Technology key to Canadian tight gas

Tight gas in place estimated at 575 tcf, with 10-15 tcf economically recoverable; common definition of tight gas lacking

Gary Park

For Petroleum News

Tight gas is the next in line to keep Western Canada in the North American big leagues, says an executive report by Ziff Energy Group.

Currently the resource accounts for 8 percent of the region’s recoverable gas potential and 7 percent of its current production, but it is destined to match coalbed methane as the sector’s major supply source, the Calgary-based consulting firm forecasts.

Currently tight gas in place in Western Canada could be 575 trillion cubic feet, with 10 tcf to 15 tcf deemed economically recoverable.

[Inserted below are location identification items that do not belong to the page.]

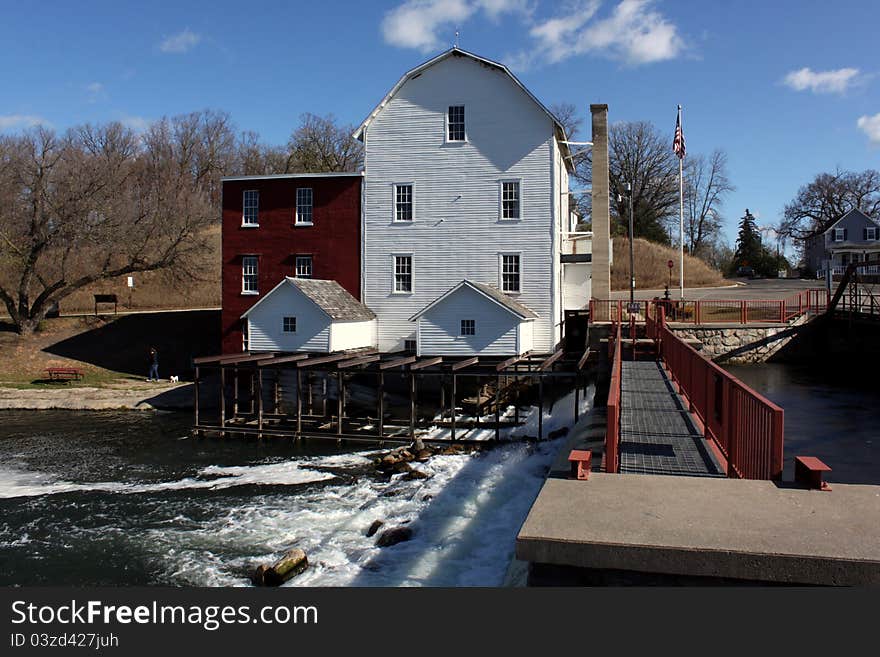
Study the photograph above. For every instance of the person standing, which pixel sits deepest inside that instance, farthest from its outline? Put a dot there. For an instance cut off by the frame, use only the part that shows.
(154, 365)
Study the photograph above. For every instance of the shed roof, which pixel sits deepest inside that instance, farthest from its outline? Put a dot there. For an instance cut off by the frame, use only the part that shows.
(490, 292)
(455, 51)
(336, 302)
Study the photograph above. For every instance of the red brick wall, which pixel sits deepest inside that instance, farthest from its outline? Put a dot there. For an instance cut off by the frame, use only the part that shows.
(333, 241)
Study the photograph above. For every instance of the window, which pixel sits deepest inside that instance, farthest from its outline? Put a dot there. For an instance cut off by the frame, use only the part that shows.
(251, 208)
(455, 123)
(403, 202)
(403, 274)
(304, 205)
(510, 279)
(303, 267)
(249, 275)
(510, 199)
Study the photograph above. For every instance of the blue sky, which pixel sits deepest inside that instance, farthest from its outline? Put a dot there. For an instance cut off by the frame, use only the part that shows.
(787, 88)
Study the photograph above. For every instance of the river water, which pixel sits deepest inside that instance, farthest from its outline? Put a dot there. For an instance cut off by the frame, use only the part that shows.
(128, 498)
(830, 412)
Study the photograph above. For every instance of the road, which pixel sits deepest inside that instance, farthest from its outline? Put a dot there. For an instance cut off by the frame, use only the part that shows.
(740, 288)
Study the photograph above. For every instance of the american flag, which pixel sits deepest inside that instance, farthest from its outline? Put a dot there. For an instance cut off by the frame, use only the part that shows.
(678, 142)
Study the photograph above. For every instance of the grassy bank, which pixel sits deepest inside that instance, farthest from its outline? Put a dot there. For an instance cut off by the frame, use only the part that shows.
(651, 265)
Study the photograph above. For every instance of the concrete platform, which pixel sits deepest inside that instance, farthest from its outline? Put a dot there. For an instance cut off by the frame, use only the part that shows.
(704, 527)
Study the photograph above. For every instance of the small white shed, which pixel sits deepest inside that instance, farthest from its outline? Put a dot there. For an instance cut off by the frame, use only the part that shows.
(304, 314)
(474, 319)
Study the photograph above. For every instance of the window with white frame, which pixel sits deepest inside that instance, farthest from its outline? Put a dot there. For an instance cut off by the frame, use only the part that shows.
(510, 199)
(304, 205)
(510, 272)
(403, 202)
(403, 273)
(250, 275)
(250, 208)
(303, 267)
(455, 123)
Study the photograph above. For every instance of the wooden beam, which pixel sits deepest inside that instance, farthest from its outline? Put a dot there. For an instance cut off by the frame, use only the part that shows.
(549, 361)
(322, 360)
(583, 360)
(246, 358)
(397, 362)
(363, 360)
(465, 363)
(511, 361)
(283, 359)
(428, 362)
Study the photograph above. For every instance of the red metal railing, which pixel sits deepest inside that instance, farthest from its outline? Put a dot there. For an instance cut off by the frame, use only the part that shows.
(746, 427)
(612, 427)
(715, 311)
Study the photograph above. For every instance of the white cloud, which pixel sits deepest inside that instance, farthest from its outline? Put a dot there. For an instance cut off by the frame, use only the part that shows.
(180, 43)
(634, 32)
(12, 121)
(822, 82)
(870, 125)
(428, 25)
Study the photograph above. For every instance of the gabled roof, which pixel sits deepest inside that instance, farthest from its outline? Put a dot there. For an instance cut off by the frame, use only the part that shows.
(491, 293)
(458, 52)
(333, 299)
(854, 211)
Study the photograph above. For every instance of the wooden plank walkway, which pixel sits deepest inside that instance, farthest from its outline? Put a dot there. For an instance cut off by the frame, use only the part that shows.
(657, 434)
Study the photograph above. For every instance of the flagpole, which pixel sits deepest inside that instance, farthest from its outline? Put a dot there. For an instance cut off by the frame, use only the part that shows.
(680, 218)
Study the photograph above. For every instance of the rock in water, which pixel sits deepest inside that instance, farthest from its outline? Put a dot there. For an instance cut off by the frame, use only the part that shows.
(394, 536)
(287, 567)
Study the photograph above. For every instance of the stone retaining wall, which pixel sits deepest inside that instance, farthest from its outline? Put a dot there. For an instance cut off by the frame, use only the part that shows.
(741, 344)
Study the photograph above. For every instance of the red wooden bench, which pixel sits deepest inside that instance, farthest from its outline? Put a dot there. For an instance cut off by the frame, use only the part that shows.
(808, 471)
(581, 463)
(64, 373)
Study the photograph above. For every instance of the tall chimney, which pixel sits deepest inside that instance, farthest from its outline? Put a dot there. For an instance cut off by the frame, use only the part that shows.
(601, 267)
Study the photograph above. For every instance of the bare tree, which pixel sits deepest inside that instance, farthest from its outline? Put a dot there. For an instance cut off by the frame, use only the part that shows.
(705, 185)
(828, 197)
(581, 158)
(639, 155)
(98, 203)
(319, 144)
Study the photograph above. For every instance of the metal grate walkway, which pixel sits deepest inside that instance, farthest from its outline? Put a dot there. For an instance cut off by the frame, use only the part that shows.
(657, 435)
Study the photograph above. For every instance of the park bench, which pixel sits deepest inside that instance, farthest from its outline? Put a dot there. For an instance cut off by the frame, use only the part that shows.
(581, 463)
(106, 298)
(808, 472)
(64, 373)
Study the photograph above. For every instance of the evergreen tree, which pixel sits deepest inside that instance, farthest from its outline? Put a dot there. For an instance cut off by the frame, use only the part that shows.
(749, 251)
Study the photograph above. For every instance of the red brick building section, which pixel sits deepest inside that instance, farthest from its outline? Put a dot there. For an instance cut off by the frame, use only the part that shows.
(269, 222)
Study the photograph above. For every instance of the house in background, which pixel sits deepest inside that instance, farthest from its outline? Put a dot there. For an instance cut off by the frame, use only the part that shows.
(301, 314)
(299, 225)
(855, 237)
(466, 179)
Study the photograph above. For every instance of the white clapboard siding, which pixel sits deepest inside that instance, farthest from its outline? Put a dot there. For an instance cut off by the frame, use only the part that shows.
(265, 323)
(456, 232)
(576, 285)
(352, 335)
(440, 327)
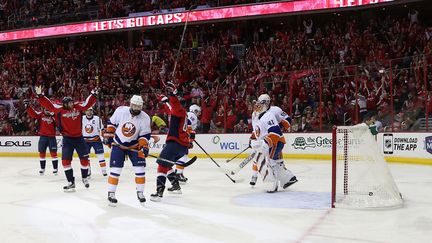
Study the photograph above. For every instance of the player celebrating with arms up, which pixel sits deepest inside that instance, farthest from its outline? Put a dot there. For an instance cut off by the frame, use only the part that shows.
(47, 131)
(267, 139)
(68, 116)
(177, 144)
(283, 120)
(129, 130)
(92, 127)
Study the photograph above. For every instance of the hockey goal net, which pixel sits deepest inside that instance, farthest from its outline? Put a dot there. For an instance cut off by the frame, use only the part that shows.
(360, 176)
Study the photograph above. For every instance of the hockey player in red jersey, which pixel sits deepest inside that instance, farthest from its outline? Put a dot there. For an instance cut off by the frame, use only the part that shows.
(177, 144)
(47, 139)
(68, 117)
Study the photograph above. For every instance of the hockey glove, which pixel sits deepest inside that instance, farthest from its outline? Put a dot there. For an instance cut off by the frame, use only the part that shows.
(144, 151)
(26, 103)
(171, 88)
(38, 90)
(192, 135)
(94, 92)
(143, 147)
(259, 146)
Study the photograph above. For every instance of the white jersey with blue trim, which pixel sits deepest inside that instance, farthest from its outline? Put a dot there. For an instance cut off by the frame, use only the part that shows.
(130, 128)
(264, 125)
(192, 120)
(278, 113)
(91, 128)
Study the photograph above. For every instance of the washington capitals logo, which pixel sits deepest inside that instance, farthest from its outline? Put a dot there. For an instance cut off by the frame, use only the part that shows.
(88, 128)
(73, 114)
(48, 120)
(128, 129)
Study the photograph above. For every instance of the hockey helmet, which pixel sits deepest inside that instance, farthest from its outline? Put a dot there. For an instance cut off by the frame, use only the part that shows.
(195, 109)
(136, 104)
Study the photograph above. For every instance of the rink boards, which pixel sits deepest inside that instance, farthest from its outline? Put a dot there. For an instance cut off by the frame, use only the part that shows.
(397, 147)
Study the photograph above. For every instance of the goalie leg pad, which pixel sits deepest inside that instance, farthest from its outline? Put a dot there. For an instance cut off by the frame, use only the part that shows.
(285, 176)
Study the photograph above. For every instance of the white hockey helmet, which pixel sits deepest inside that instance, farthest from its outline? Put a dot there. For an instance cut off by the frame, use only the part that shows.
(262, 104)
(195, 109)
(89, 112)
(136, 100)
(136, 104)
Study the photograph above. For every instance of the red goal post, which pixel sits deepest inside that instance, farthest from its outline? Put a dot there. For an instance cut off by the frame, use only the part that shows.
(361, 178)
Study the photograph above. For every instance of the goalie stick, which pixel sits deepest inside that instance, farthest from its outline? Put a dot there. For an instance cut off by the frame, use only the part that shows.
(243, 164)
(229, 160)
(191, 161)
(233, 180)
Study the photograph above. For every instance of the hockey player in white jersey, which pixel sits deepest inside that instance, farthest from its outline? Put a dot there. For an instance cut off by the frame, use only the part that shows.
(192, 124)
(284, 122)
(128, 131)
(267, 139)
(92, 127)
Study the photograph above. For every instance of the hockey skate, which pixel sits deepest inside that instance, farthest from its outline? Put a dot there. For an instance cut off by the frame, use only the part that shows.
(157, 197)
(175, 189)
(86, 182)
(274, 187)
(112, 201)
(141, 198)
(290, 182)
(89, 174)
(70, 187)
(253, 180)
(182, 179)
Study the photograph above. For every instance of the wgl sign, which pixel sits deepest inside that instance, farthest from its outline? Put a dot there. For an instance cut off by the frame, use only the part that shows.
(428, 143)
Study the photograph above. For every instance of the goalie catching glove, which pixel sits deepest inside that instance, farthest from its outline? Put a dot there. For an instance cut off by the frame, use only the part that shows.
(38, 90)
(108, 136)
(259, 146)
(94, 92)
(171, 88)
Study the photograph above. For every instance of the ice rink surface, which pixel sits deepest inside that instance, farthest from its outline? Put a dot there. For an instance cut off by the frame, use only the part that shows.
(34, 208)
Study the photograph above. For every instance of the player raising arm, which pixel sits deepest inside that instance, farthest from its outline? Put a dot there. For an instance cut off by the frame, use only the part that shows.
(128, 130)
(177, 144)
(267, 139)
(92, 128)
(68, 117)
(47, 131)
(282, 119)
(192, 123)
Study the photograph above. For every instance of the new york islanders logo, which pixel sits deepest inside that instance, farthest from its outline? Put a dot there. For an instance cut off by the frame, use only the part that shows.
(88, 128)
(128, 129)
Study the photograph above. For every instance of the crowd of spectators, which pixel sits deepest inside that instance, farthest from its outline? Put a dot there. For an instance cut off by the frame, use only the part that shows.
(288, 61)
(16, 14)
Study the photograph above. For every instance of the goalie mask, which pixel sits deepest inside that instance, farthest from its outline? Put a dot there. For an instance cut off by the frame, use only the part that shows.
(136, 105)
(89, 113)
(67, 102)
(195, 109)
(262, 104)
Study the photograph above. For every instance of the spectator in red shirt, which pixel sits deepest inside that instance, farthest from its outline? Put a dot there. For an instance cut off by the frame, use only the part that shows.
(207, 108)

Ziff said tight gas is currently yielding about 1.2 billion cubic feet per day from the Deep Basin region that stretches along the eastern foothills of the Canadian Rockies in Alberta and British Columbia.

The producers range from mid-size companies such as Duvernay Oil, Daylight Energy Trust, PrimeWest Energy Trust and Compton Petroleum, to several majors, including BP Canada Energy, Burlington Resources Canada, Anadarko Canada and Devon Canada.

The northern end of Deep Basin connects with the Jeanne-Marie formation and Greater Sierra region of northeastern British Columbia, where EnCana and Talisman Energy are the power players.

Uniform definition lacking

What’s lacking in Canada is a uniform definition of what constitutes tight gas, which Ziff defines as gas existing in sand, conglomerate and carbonate formations that are laterally continuous, gas-saturated, generally thick and have low matrix permeability.

Ziff analyst Dana Bozbiciu expects tight gas development will be more the result of technical advances, notably in artificial fracturing of formations, than strictly by price.

Meanwhile, the industry is currently developing guidelines for evaluating unconventional gas reserves, although that task is confined to volunteer workers.

The Alberta Securities Commission is not prepared to say when those guidelines will be completed, although special committees are limiting their work to in situ bitumen, mined bitumen and coalbed methane — the three leading sources of unconventional production.

There is no idea when other forms of unconventional oil and gas will appear on the horizon, although Alberta, British Columbia and Saskatchewan are all awakening to their unconventional gas potential.

B.C. working on royalty scheme

David Molinski, a deputy minister in British Columbia’s oil and gas division, said the province is working on a royalty scheme for shale gas as industry interest builds in the northeastern prospects.

Shale, tight gas and coalbed methane will “play a very significant role in B.C. oil and gas development into the future,” he told a Calgary conference, but will depend heavily on industry investment, including technology.

A 2005 study by the British Columbia energy ministry that concentrated on Devonian shale potential estimated an in-place capacity of more than 500 tcf.

However, it’s not clear how much will be recoverable, Molinski said.

The province estimated that northeastern shale accounts for 5 tcf or 12 percent of estimated remaining marketable gas resources.

A follow-up study on the potential of Triassic shale gas, which Molinski said could be “enormous,” will be released this year.

British Columbia’s strong interest in unconventional resources is easily understood, given that up to 30 percent of its current production stems from tight gas, while a surge of exploration, including 70 wells and test holes, is underway to exploit 84 tcf of potential coalbed methane resources.

To further spur investment, the province is offering a break on royalties for smaller, shallower pools that are less productive, covering two thresholds — wells under 80,000 cubic feet per day and production of less than 880,000 cubic feet per day.

The qualifying period expires June 30, 2008, although there is hope it will be extended.

Alberta looking at changes

Alberta Energy Minister Greg Melchin has promised regulatory, taxation and legislative changes in 2006 to stimulate the development of unconventional gas, which he says has the potential to become the dominant source of supply in the province.

Even now, 50 percent of oil patch capital spending is devoted to unconventional plays, according to Tristone Capital analyst Chris Theal, while drilling was predicted to exceed 3,000 wells in 2005.

Melchin is a strong backer of the coalbed methane, tight gas and shale gas prospects of southern Alberta, which offer much easier access to Canadian and U.S. markets than Arctic gas.

“We might be overlooking the best and easiest prize right here, closer to customers,” he said.

Saskatchewan has established a working group to explore potential issues relating to coalbed methane.

It does not expect to operate on the same level as British Columbia or Alberta, but offers a royalty level on wells of less than 125,000 cubic feet per day that is lower than Alberta’s.